Basic rules of the trading system:

1) The signal strength is calculated by the time it took to form the signal (bounce or overcome the level). The less time it took, the stronger the signal.

2) If two or more deals were opened near a certain level based on false signals (which did not trigger Take Profit or the nearest target level), then all subsequent signals from this level should be ignored.

3) In a flat, any pair can form a lot of false signals or not form them at all. But in any case, at the first signs of a flat, it is better to stop trading.

4) Trade deals are opened in the time period between the beginning of the European session and until the middle of the American one, when all deals must be closed manually.

5) On the 30-minute TF, using signals from the MACD indicator, you can trade only if there is good volatility and a trend, which is confirmed by a trend line or a trend channel.

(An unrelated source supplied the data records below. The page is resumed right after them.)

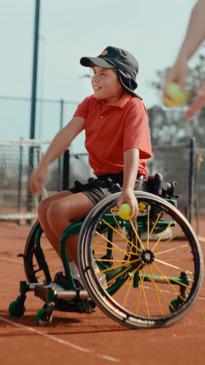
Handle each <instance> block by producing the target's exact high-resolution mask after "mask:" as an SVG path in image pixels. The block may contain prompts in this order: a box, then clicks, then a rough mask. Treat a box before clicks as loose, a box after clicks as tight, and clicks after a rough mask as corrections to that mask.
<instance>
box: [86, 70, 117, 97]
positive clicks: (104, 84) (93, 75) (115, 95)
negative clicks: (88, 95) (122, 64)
mask: <svg viewBox="0 0 205 365" xmlns="http://www.w3.org/2000/svg"><path fill="white" fill-rule="evenodd" d="M92 74H93V76H92V80H91V83H92V87H93V90H94V95H95V97H96V98H97V99H103V100H105V101H106V102H107V103H111V102H114V101H117V100H118V99H120V97H121V96H122V94H123V92H124V90H123V88H122V85H121V84H120V82H119V80H118V77H117V74H116V72H115V71H114V70H113V69H112V68H102V67H99V66H95V65H94V66H93V67H92Z"/></svg>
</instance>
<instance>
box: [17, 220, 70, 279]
mask: <svg viewBox="0 0 205 365" xmlns="http://www.w3.org/2000/svg"><path fill="white" fill-rule="evenodd" d="M24 270H25V274H26V278H27V280H28V282H30V283H37V282H44V283H45V284H49V283H50V282H52V281H53V279H54V276H55V274H56V272H58V271H61V270H63V269H62V262H61V261H60V259H59V258H58V256H57V254H56V252H55V251H54V249H53V248H52V246H51V244H50V243H49V242H48V240H47V239H46V237H45V234H44V233H43V231H42V229H41V226H40V223H39V222H38V221H37V222H36V223H35V224H34V226H33V227H32V229H31V231H30V233H29V235H28V238H27V241H26V245H25V249H24Z"/></svg>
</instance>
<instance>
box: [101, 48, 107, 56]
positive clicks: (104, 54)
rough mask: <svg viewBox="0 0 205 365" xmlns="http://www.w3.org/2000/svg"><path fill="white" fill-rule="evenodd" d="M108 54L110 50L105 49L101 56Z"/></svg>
mask: <svg viewBox="0 0 205 365" xmlns="http://www.w3.org/2000/svg"><path fill="white" fill-rule="evenodd" d="M107 54H108V51H107V50H106V49H104V51H102V52H101V54H100V56H106V55H107Z"/></svg>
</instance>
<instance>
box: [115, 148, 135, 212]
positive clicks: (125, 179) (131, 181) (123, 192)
mask: <svg viewBox="0 0 205 365" xmlns="http://www.w3.org/2000/svg"><path fill="white" fill-rule="evenodd" d="M138 166H139V150H138V149H137V148H131V149H129V150H127V151H126V152H124V170H123V187H122V192H121V194H120V196H119V198H118V200H117V203H116V205H117V207H118V208H119V206H120V205H121V204H122V203H128V204H129V205H130V207H131V210H132V215H133V216H136V214H137V211H138V205H137V200H136V198H135V195H134V186H135V181H136V178H137V173H138Z"/></svg>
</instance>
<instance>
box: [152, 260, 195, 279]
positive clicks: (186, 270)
mask: <svg viewBox="0 0 205 365" xmlns="http://www.w3.org/2000/svg"><path fill="white" fill-rule="evenodd" d="M155 262H159V263H160V264H163V265H165V266H169V267H171V268H172V269H175V270H178V271H185V272H186V273H189V274H191V275H192V274H193V273H192V272H191V271H187V270H184V269H182V268H181V267H179V266H175V265H172V264H169V263H168V262H166V261H162V260H159V259H155Z"/></svg>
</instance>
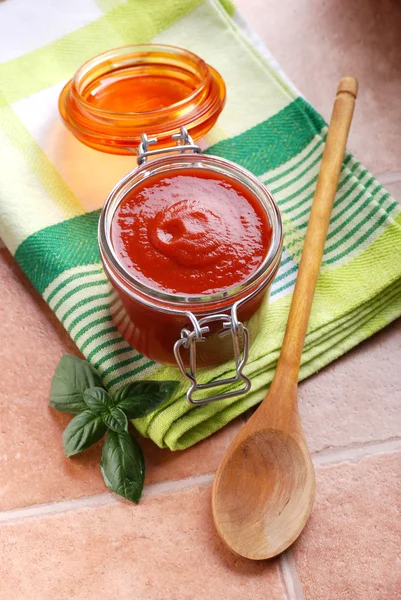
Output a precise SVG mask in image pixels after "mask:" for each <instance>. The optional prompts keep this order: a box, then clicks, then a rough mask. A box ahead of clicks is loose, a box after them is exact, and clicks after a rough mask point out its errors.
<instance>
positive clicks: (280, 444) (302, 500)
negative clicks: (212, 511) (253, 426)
mask: <svg viewBox="0 0 401 600" xmlns="http://www.w3.org/2000/svg"><path fill="white" fill-rule="evenodd" d="M254 417H256V419H257V420H258V415H257V413H255V415H253V417H252V418H251V420H250V421H249V422H248V425H249V426H250V427H249V429H252V419H253V418H254ZM249 429H248V427H246V432H245V433H247V435H245V436H241V437H242V438H243V439H241V440H238V443H236V444H235V446H234V448H233V451H232V452H230V450H229V451H228V453H227V455H226V460H224V461H223V462H222V464H221V466H220V468H219V470H218V471H217V474H216V478H215V483H214V488H213V490H214V491H213V504H212V507H213V518H214V522H215V524H216V527H217V531H218V533H219V535H220V537H221V538H222V539H223V540H224V541H225V542H226V543H227V544H228V546H229V547H230V548H231V550H232V551H233V552H235V553H236V554H238V555H240V556H243V557H245V558H250V559H253V560H263V559H266V558H272V557H273V556H275V555H276V554H278V553H280V552H283V551H284V550H285V549H286V548H288V546H290V545H291V544H292V543H293V542H294V541H295V540H296V538H297V537H298V536H299V534H300V533H301V531H302V529H303V528H304V526H305V524H306V521H307V520H308V517H309V515H310V512H311V510H312V506H313V500H314V496H315V474H314V469H313V464H312V460H311V457H310V454H309V451H308V448H307V446H306V444H305V441H304V439H303V438H302V439H299V435H297V434H295V435H292V434H290V433H287V432H285V431H283V430H280V429H271V428H267V429H260V428H257V429H255V430H254V431H251V432H250V431H249ZM298 433H299V432H298ZM255 482H256V483H255ZM227 492H229V493H227Z"/></svg>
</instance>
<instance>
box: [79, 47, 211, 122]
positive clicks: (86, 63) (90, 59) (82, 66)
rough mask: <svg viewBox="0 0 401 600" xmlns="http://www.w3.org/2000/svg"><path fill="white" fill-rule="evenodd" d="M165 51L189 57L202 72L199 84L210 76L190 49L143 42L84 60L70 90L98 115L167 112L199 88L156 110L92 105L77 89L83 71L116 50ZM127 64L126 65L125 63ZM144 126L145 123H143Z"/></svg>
mask: <svg viewBox="0 0 401 600" xmlns="http://www.w3.org/2000/svg"><path fill="white" fill-rule="evenodd" d="M166 51H171V54H172V55H176V56H177V55H181V56H185V57H188V58H190V59H191V60H192V61H193V63H194V64H196V65H197V66H198V67H199V71H200V72H201V73H202V75H203V77H202V83H201V85H204V82H205V79H207V78H208V77H210V71H209V68H208V65H207V64H206V63H205V61H204V60H203V59H202V58H201V57H200V56H197V55H196V54H194V53H193V52H191V51H190V50H187V49H186V48H181V47H180V46H173V45H172V44H152V43H144V44H131V45H129V46H120V47H119V48H114V49H112V50H106V51H105V52H102V53H101V54H98V55H97V56H94V57H92V58H89V59H88V60H87V61H86V62H84V63H83V64H82V65H81V66H80V67H79V69H78V70H77V71H76V72H75V74H74V76H73V78H72V79H71V82H70V83H71V91H72V92H74V91H75V93H76V94H78V95H79V96H80V102H81V103H82V105H83V106H85V107H86V108H87V109H89V110H91V111H93V112H94V113H98V114H99V115H114V116H116V117H118V116H121V117H122V116H124V117H126V116H127V115H135V116H141V117H142V118H143V117H146V115H148V114H152V113H153V114H154V113H158V114H163V113H166V112H168V111H169V110H171V108H173V107H179V106H182V105H183V104H185V103H186V102H192V101H193V100H194V98H195V97H196V96H197V94H198V93H199V89H196V90H194V91H193V92H192V93H191V94H189V95H188V96H186V97H185V98H183V99H181V100H179V101H178V102H174V103H172V104H170V105H169V106H164V107H162V108H158V109H156V110H150V111H143V112H142V111H141V112H140V111H115V110H108V109H106V108H98V107H96V106H94V105H93V104H91V103H90V102H87V101H86V100H85V98H84V97H83V96H82V91H83V90H82V91H80V90H79V87H80V81H79V78H80V77H82V76H84V75H85V71H87V70H89V69H90V68H91V67H93V66H96V65H98V64H100V63H102V62H107V61H109V60H110V59H113V58H115V54H116V52H121V53H122V55H125V54H127V55H128V54H130V53H132V54H134V53H135V54H137V55H140V54H142V52H144V53H146V54H147V55H150V54H152V53H157V52H166ZM125 66H127V65H125ZM145 126H146V123H145Z"/></svg>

6) If two levels are located too close to each other (from 5 to 15 points), then they should be considered as an area of support or resistance.

On the chart:

Support and Resistance Levels are the Levels that serve as targets when buying or selling the pair. You can place Take Profit near these levels.

Red lines are the channels or trend lines that display the current trend and show in which direction it is better to trade now.

The MACD indicator (14,22,3) consists of a histogram and a signal line. When they cross, this is a signal to enter the market. It is recommended to use this indicator in combination with trend lines (channels and trend lines).

Important speeches and reports (always contained in the news calendar) can greatly influence the movement of a currency pair. Therefore, during their exit, it is recommended to trade as carefully as possible or exit the market in order to avoid a sharp price reversal against the previous movement.

Beginners on Forex should remember that not every single trade has to be profitable. The development of a clear strategy and money management are the key to success in trading over a long period of time.